На днях из Ленинграда ей переслали письмо. В конверте оказалась казенная бумага из одной московской нотариальной конторы. В бумаге сообщалось, что гражданке Чумаковой Ольге Васильевне надлежит с соответствующими документами приехать в Москву и явиться в нотариальную контору по делу завещанного ей наследства. В то же утро, когда пришло письмо, в квартиру явилась комиссия в составе старенького домоуправа Бачурина, бравого участкового милиционера и усатого, с изношенным лицом дворника.

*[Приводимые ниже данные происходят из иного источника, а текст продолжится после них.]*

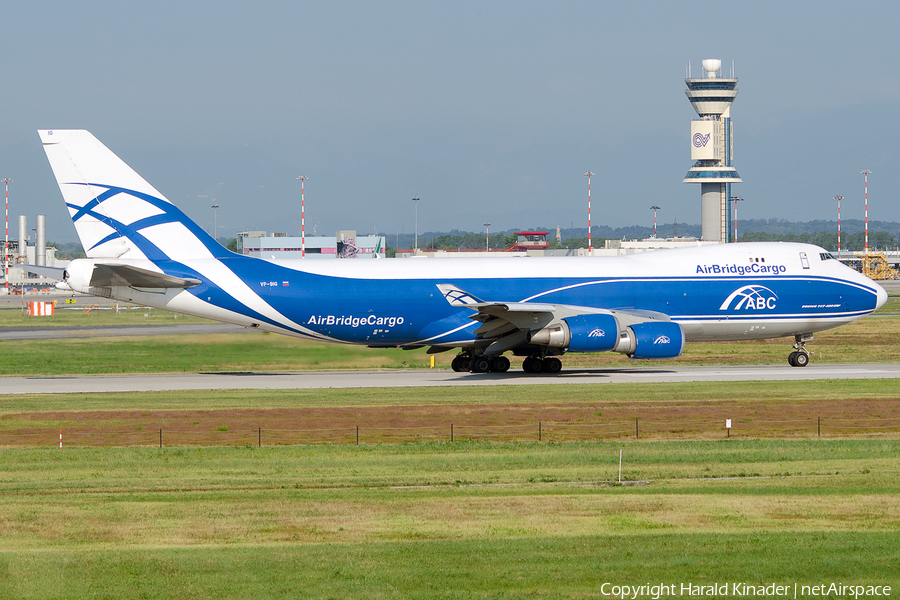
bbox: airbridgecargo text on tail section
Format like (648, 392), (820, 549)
(306, 315), (404, 327)
(697, 263), (787, 276)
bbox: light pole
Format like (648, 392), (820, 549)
(3, 177), (9, 295)
(731, 196), (743, 244)
(212, 198), (219, 240)
(297, 175), (309, 258)
(834, 196), (844, 252)
(412, 196), (419, 254)
(860, 169), (872, 254)
(584, 171), (594, 256)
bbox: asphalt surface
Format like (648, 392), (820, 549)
(0, 364), (900, 395)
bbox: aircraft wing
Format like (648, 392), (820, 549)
(438, 284), (671, 354)
(91, 263), (200, 289)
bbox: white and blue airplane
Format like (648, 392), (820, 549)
(40, 129), (887, 373)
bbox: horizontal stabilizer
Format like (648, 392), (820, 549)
(91, 264), (200, 289)
(16, 265), (66, 281)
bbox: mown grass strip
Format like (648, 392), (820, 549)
(0, 374), (900, 417)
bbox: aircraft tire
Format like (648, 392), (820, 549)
(544, 356), (562, 373)
(450, 356), (472, 373)
(472, 356), (491, 373)
(491, 356), (509, 373)
(522, 356), (544, 373)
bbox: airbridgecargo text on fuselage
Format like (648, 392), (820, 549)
(306, 315), (403, 327)
(697, 263), (787, 275)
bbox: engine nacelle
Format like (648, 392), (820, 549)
(615, 321), (684, 359)
(563, 315), (619, 352)
(530, 314), (619, 352)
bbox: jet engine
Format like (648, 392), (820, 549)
(529, 314), (684, 359)
(615, 321), (684, 359)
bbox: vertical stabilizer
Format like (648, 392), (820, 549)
(39, 129), (228, 260)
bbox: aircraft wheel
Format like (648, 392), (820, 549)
(450, 356), (472, 373)
(522, 356), (544, 373)
(472, 356), (491, 373)
(491, 356), (509, 373)
(544, 356), (562, 373)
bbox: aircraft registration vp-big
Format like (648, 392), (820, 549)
(40, 130), (887, 373)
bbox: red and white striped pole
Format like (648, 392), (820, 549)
(834, 196), (844, 252)
(297, 175), (309, 258)
(860, 169), (872, 254)
(584, 171), (594, 256)
(3, 177), (9, 295)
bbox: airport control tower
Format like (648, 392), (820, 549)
(684, 58), (741, 242)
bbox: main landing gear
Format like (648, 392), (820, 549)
(450, 354), (562, 374)
(450, 354), (509, 373)
(788, 333), (813, 367)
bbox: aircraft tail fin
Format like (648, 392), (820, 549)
(39, 129), (230, 260)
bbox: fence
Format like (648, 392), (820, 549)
(0, 416), (900, 448)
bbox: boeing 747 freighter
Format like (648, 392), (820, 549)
(40, 129), (887, 373)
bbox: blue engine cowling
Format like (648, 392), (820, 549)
(628, 321), (684, 358)
(563, 315), (619, 352)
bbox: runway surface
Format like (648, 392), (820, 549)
(0, 323), (246, 341)
(0, 364), (900, 395)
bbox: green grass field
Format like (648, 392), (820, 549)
(0, 440), (900, 598)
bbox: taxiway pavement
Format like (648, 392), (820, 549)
(7, 364), (900, 395)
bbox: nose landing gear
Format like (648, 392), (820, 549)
(788, 333), (813, 367)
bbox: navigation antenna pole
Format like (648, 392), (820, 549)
(584, 171), (594, 256)
(860, 169), (872, 256)
(731, 196), (743, 244)
(412, 196), (419, 254)
(297, 175), (309, 258)
(2, 177), (9, 295)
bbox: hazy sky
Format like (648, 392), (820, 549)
(0, 0), (900, 241)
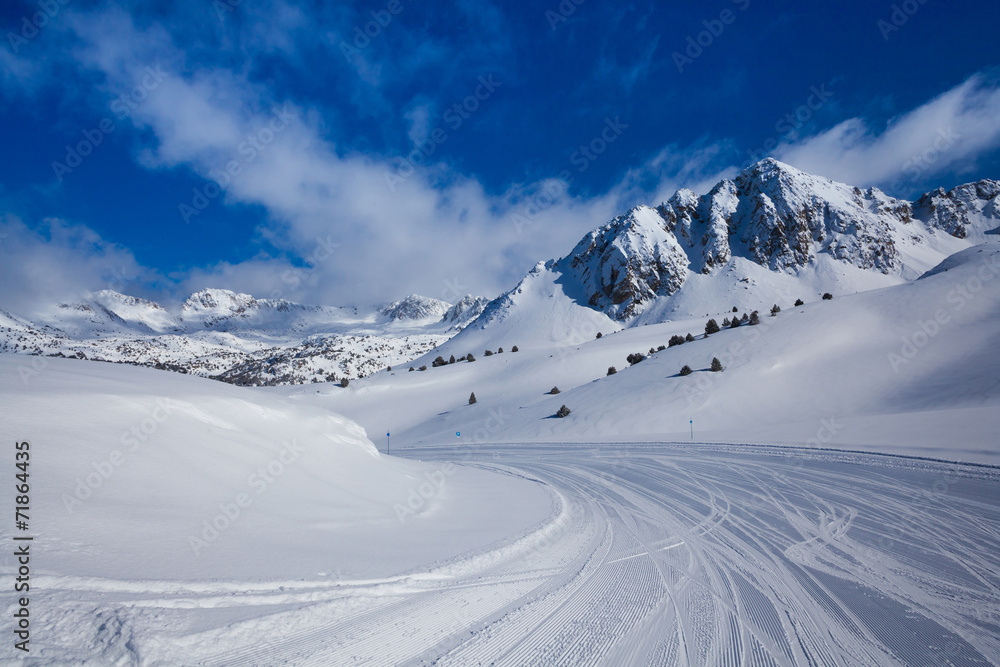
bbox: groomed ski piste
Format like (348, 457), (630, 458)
(0, 244), (1000, 665)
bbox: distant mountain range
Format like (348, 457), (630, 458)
(0, 289), (488, 385)
(0, 159), (1000, 384)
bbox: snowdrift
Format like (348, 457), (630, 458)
(0, 355), (550, 582)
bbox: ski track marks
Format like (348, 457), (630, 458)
(9, 445), (1000, 667)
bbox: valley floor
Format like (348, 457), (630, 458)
(9, 443), (1000, 665)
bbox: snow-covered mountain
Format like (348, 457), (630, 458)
(0, 289), (488, 384)
(0, 159), (1000, 384)
(555, 159), (1000, 320)
(445, 158), (1000, 358)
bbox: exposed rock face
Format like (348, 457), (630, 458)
(916, 180), (1000, 239)
(557, 158), (1000, 320)
(560, 206), (688, 318)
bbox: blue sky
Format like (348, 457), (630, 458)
(0, 0), (1000, 314)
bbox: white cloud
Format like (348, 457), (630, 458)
(4, 4), (1000, 316)
(774, 75), (1000, 194)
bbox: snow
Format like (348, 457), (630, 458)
(0, 161), (1000, 667)
(292, 243), (1000, 465)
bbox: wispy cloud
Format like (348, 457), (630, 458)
(774, 75), (1000, 196)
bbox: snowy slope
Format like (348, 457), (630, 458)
(286, 242), (1000, 463)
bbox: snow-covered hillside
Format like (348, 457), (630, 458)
(0, 159), (1000, 385)
(285, 242), (1000, 463)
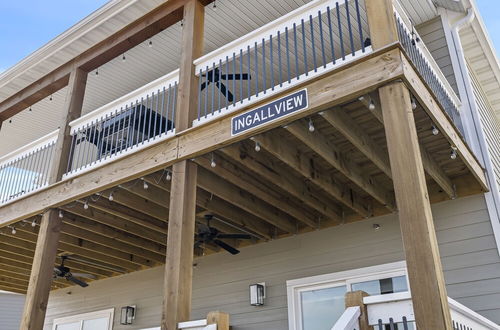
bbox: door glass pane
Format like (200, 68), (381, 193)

Бачурин знал Ольгу еще с тех давних пор, когда она, девчонка-сирота, жила здесь, в семье Романовых, заменивших ей отца и мать; отсюда ее выдавали замуж, здесь она, хлопотами покойной Софьи Вениаминовны, была до сих пор не выписана из домовой книги, и домоуправу Бачурину не раз приходилось выкручиваться перед милицейским надзором, строго следившим за соблюдением паспортного режима.
В квартире Романовых Бачурин и его спутники почтительно осматривали обставленные старинной мебелью комнаты, задерживались у развешанных на стенах фотографий, где среди прославленных людей узнавали и покойного Нила Игнатовича. Ольга Васильевна, понимая, что люди эти пришли неспроста, напряженно смотрела на домоуправа Бачурина, узнавая и не узнавая его. И раньше не отличавшийся крупным телосложением, сейчас он ссутулился и будто бы усох; волосы его, совсем седые, настолько поредели, что сквозь них просвечивала младенчески-розовая кожа. Только темные глаза на морщинистом угловатом лице оставались большими и печальными, как прежде.
Увидев Ирину, Бачурин обрадованно взмахнул своими костлявыми тяжелыми руками и сдержанно засмеялся, кинув по-отцовски добрый взгляд на Ольгу и пояснив при этом:
- А я вижу: появилась в нашем доме очень знакомая обличьем гражданочка. Никак не мог сообразить, что это ваша дочь! А ведь копия с вас в те годы!..
Участковый милиционер, деловито хмуря брови, с задумчивой озабоченностью постоял у радиоприемника, который полагалось сдать, затем с любопытством осмотрел на письменном столе чернильницы из позеленевшей бронзы - две боевые колесницы, между которыми стоял в кольчуге и шлеме, держа в руках копье, древний воин. Скользнул взглядом по календарю, где на верхнем его листке виднелась старая, сделанная еще рукой Софьи Вениаминовны, запись: "Звонили от Сталина. Иосиф Виссарионович благодарит за письмо и желает побеседовать с Нилом Игнатовичем". Милиционер прочитал эту запись, и его будто кто-то оттолкнул от стола. Очутившись на середине кабинета, он стал вытирать платком вдруг вспотевший лоб, потом покосился на Ирину, кажется, тоже не веря, что ему не померещилось в сумерках затененной квартиры это миловидное юное существо. А потом просяще, словно куда-то заторопившись, обратился к Бачурину:
- Давайте начинать...
- Да, начнем, пожалуй... - согласился Бачурин и виновато посмотрел на Ольгу Васильевну, на Ирину, которые, рядком стоя у дверей кабинета, с тревогой наблюдали за пришельцами. - Согласно закону, дорогая Ольга Васильевна, - объяснил Бачурин, - мы должны соблюсти некоторые формальности: взять под охрану все, что имеется в этой квартире.